Lastly, you must be looking at 1970''s vintage boats... be very careful about boats with cored hulls (like C&C). I would stick with boats that are solid glass. You might want to buy a copy of "Practical Boat Buying" from The Practical Sailor. Great advice. 

Good luck.


----------



## VIEXILE (Jan 10, 2001)

You the man, Mr. Drake.


----------



## TSOJOURNER (Dec 16, 1999)

There you have it. A well written song played while some of us dance around the head of a pin.

The requirement is a boat for coastal cruising. The Bristol 35 will be so slow as to not be a lot of fun. It just does not have a tall enough mast. 

Take for example my C&C 35-1 that has a solid fibreglass hull by the way and so do the Mark 11''s. My boat has enough sail area to be fun. The SA/DR is 19.2, the PHRF 129 but as a crusing boat they do well as off the wind they are better than 129 and to windward they will stay with most any boat their size except for the J boat types.

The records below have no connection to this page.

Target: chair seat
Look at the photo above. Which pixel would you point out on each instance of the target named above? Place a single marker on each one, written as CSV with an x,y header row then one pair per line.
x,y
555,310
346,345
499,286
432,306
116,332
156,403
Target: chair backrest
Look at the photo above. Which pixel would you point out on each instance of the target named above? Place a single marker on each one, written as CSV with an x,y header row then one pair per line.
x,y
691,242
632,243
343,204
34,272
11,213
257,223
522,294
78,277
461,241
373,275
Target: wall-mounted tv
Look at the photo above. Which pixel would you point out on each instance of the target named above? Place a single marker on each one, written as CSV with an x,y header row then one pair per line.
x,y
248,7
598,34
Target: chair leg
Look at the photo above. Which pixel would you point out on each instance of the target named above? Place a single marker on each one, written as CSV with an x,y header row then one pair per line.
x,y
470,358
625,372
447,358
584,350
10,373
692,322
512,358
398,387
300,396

So why get a slow boat? There are about 10 reasons so of which are: 1. He didn''t know any better, the salesman said it was a good boat. 2. He is afraid of sailing and really just wants a boat that looks like a sailboat to motor around in. I have the other reasons but am saving them for later in because I don''t want you to laugh too long.

So I challange the buyer to look at some C&C 35-1''s or 35-2''s and report back to us. 

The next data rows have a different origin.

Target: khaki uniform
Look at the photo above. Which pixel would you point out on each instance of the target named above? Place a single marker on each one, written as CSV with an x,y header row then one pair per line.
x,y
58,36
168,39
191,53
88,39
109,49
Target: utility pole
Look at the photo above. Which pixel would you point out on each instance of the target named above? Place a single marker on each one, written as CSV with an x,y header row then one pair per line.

In Henersons "Choice Yacht Designs" there are no Bristols! Henderson says this about the C&C3 35 Mark 1 which is a featured boat. "this would be an ideal boat to claw off a lee shore in"

The Bristol 35 is an obsolete design totally unsuitable as a first choice for coastal crusing.

Also if you want to race it there is no way short of a paid crew that you will get anyone to stay with the season. You will finish too late or after dark most evenings. The Bristol 35 is a lot better than most 25'' boats for coasting but that''s about all.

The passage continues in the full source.